Needless to say, China enjoys so much leeway to operate its evil apparatuses in America with impunity only because it is allowed to do so out of the greed, ignorance, ill intent, and mindless insouciance of the Jews, the gentile elites, and even some common Americans, respectively. The only real solution to the Chinese question in terms of reducing and eventually eliminating its menace to whites and Western civilization is a complete and comprehensive disengagement from China, starting with abolishing global free trade and thus effectively halting international trade with China. This might bring about a few temporary difficulties or inconveniences for the West, but is nevertheless the only truly effective way to save the white nations and to contain the Chinese monster by starving it of all it needs to grow, expand, and commit evil, so that an enervated beast can finally be reined in and tamed.

Notes

[1] [5] A united front, aka tongzhan, together with the internal management of the Party and armed struggle, were the three “magical tools” of the Chinese Communist Party, according to Mao. This triadic theory has been inherited by today’s Chinese Communist establishment and is still widely taught in its schools today.

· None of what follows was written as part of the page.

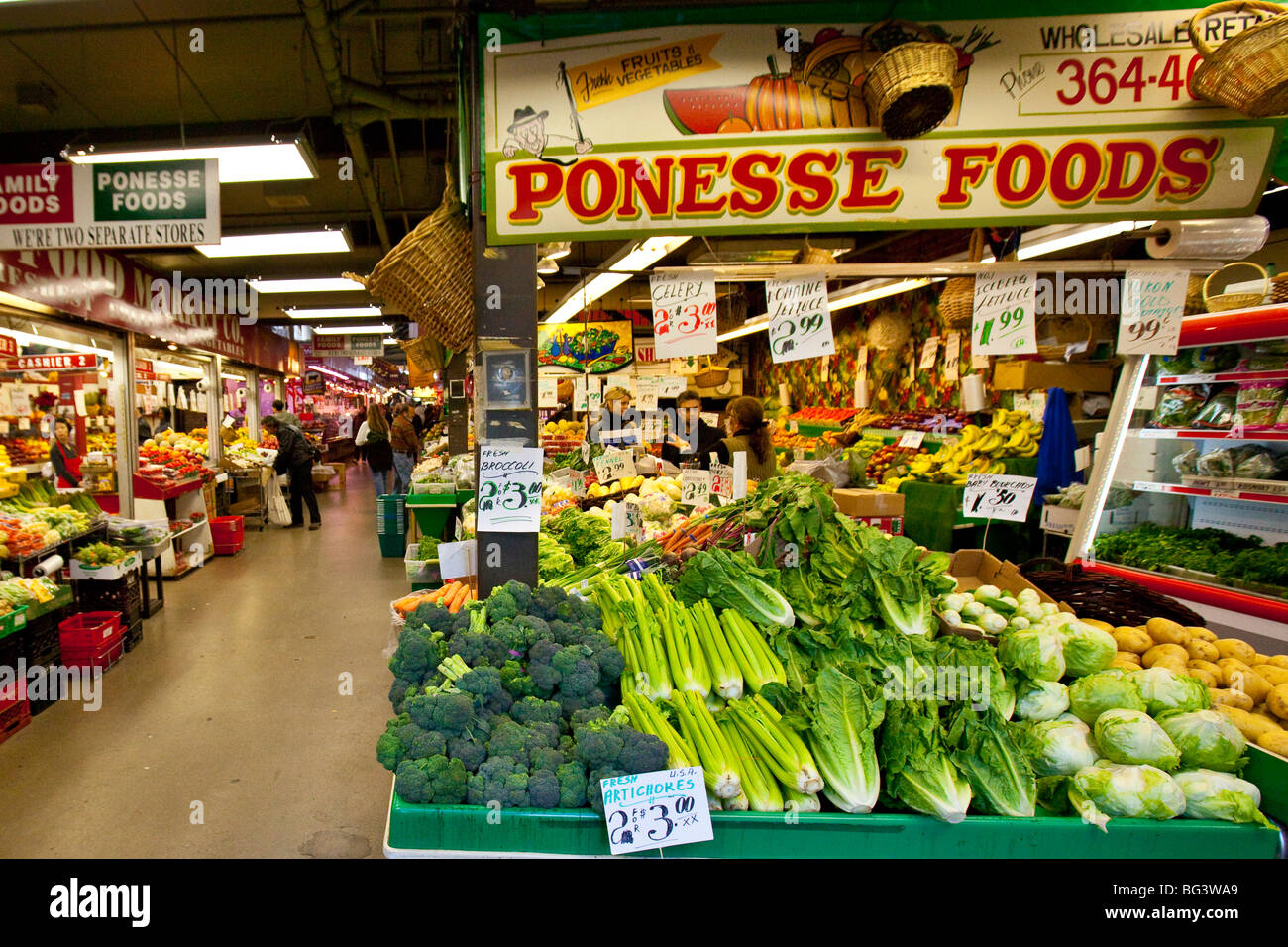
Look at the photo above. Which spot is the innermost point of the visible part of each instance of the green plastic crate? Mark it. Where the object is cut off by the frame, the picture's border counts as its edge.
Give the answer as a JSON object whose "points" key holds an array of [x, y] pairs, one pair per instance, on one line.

[2] [6] Mark Harris’s book, Five Came Back: A Story of Hollywood and the Second World War, describes a revealing historical episode: the issue of Life magazine published on October 4, 1937 included a photograph, allegedly to decry the Japanese airstrike on the South Railway Station of Shanghai on August 28 of the same year. The famous photo showed a little boy in rags, sitting amidst the ruins of a bombed-out building, apparently after the Japanese air raid on the city. This was widely circulated in the American media as evidence of Japanese brutality. Years later, the director Frank Capra admitted that the photo was his work, and was staged, as the boy was actually put there by the Chinese after the air raid with the express purpose of being photographed as part of a joint operation between the Hollywood film industry and the Chinese government.